Never mess with British Rail

I was rewatching the Season 12 NCIS episode "So It Goes" featuring a young Dr. Mallard (Adam Campbell, looking not horribly unlike young David McCallum as seen below) and his falling out with his crush and his best friend upon joining the British Army in 1968.

One early scene beings in a train station where Mallard is booking a train from London to Dover (which I've done as well, and highly recommend) and has to deal with a long-winded ticket booth operator (ha! irony!). It's a throwaway scene basically just there to introduce the setup and characters for the 1968 flashback portions of the episode. Normal people might forget it even existed a few days later.

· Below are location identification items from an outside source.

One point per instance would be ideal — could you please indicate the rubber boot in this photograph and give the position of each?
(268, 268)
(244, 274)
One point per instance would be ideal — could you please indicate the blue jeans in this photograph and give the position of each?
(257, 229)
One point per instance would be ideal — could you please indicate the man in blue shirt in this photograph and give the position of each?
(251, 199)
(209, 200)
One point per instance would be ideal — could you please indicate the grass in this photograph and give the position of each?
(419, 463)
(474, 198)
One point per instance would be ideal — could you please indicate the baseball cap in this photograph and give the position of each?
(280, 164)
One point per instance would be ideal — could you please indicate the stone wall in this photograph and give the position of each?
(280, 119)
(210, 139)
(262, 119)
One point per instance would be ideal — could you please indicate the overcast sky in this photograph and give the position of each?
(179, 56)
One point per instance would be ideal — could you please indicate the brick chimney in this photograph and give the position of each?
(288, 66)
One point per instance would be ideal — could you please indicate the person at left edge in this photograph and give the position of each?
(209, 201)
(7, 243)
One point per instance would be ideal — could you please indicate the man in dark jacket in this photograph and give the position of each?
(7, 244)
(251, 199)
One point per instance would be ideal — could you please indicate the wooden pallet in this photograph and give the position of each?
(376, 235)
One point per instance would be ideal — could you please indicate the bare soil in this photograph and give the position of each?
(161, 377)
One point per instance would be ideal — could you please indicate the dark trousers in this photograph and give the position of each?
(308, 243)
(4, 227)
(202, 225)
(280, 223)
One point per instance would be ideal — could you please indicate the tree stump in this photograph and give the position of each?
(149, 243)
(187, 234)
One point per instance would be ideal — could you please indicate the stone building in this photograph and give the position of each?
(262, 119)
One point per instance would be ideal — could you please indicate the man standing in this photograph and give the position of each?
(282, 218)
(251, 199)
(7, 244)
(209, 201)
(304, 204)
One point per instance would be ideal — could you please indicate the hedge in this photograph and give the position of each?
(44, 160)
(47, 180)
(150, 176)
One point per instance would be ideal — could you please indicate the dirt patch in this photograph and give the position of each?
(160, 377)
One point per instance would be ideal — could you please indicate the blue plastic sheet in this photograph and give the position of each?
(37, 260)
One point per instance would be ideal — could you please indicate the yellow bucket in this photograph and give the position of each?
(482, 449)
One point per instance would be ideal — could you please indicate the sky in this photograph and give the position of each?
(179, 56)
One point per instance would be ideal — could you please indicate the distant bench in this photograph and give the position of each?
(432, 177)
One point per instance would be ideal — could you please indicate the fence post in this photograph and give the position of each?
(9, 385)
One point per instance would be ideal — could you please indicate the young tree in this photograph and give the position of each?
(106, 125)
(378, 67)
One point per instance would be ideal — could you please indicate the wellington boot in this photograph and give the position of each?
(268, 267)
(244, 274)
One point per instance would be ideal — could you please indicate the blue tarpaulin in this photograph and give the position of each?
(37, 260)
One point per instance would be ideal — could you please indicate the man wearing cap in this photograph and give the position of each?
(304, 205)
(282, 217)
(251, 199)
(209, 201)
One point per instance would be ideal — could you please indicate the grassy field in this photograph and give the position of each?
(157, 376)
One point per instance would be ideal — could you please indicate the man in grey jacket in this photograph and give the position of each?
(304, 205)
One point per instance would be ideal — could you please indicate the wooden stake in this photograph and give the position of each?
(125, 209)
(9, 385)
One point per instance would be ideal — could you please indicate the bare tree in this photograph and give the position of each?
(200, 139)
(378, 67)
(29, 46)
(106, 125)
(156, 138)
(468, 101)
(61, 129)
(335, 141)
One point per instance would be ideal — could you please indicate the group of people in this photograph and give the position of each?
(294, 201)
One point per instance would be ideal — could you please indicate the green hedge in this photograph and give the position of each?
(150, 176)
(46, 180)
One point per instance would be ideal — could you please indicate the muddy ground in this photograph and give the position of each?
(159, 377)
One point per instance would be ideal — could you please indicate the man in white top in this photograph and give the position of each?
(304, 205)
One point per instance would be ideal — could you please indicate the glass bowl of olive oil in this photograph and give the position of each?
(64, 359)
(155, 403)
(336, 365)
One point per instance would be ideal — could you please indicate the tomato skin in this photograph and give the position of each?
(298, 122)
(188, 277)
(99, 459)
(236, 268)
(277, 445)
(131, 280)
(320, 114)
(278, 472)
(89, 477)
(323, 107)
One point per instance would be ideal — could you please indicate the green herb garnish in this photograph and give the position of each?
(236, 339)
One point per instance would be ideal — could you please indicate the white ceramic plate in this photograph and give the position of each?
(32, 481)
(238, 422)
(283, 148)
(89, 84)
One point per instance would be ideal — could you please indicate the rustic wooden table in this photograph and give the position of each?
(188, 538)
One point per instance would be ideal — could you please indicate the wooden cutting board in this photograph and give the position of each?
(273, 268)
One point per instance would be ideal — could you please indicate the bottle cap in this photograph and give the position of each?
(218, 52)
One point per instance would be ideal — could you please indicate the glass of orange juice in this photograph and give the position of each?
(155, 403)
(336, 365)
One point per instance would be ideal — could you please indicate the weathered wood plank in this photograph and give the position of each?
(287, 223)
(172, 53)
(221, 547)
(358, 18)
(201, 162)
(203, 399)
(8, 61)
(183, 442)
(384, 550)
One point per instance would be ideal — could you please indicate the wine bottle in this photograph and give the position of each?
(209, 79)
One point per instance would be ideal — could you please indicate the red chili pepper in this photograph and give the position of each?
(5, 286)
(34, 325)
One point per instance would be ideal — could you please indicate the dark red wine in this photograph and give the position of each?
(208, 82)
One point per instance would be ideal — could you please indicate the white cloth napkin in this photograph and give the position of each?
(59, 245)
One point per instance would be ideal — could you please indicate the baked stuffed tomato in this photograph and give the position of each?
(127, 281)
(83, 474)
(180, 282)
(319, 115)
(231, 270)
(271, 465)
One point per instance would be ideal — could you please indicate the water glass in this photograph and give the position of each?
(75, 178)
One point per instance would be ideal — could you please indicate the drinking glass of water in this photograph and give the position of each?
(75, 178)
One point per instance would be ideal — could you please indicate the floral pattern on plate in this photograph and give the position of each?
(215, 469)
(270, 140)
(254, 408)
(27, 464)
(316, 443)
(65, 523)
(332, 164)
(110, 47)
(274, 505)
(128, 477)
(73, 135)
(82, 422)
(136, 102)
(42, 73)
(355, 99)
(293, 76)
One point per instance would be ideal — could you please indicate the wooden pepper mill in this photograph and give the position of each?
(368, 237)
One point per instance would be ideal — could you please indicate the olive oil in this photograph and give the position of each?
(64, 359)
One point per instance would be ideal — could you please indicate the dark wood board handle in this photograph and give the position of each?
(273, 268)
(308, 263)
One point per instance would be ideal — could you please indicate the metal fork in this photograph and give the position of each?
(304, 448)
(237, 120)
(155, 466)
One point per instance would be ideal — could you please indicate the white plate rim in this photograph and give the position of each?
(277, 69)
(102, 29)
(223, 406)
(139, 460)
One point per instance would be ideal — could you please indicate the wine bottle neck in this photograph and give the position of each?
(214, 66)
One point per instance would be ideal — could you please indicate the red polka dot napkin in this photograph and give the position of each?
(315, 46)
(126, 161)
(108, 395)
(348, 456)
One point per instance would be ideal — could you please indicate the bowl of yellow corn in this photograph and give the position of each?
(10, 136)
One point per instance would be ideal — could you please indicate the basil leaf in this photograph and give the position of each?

Trainspotters are not normal.

Okay this isn't strictly speaking trainspotting as featured in Trainspotting: from the Railfan Wikipedia page (no, seriously):
Those who are "trainspotters" make an effort to "spot" all of a certain type of rolling stock. This might be a particular class of locomotive, a particular type of carriage or all the rolling stock of a particular company. To this end, they collect and exchange detailed information about the movements of locomotives and other equipment on the railway network, and become very knowledgeable about its operations.
This is more what David Mitchell discusses in his "British Attitude to Food" YouTube rant about how British men get obsessed with things like train numbers.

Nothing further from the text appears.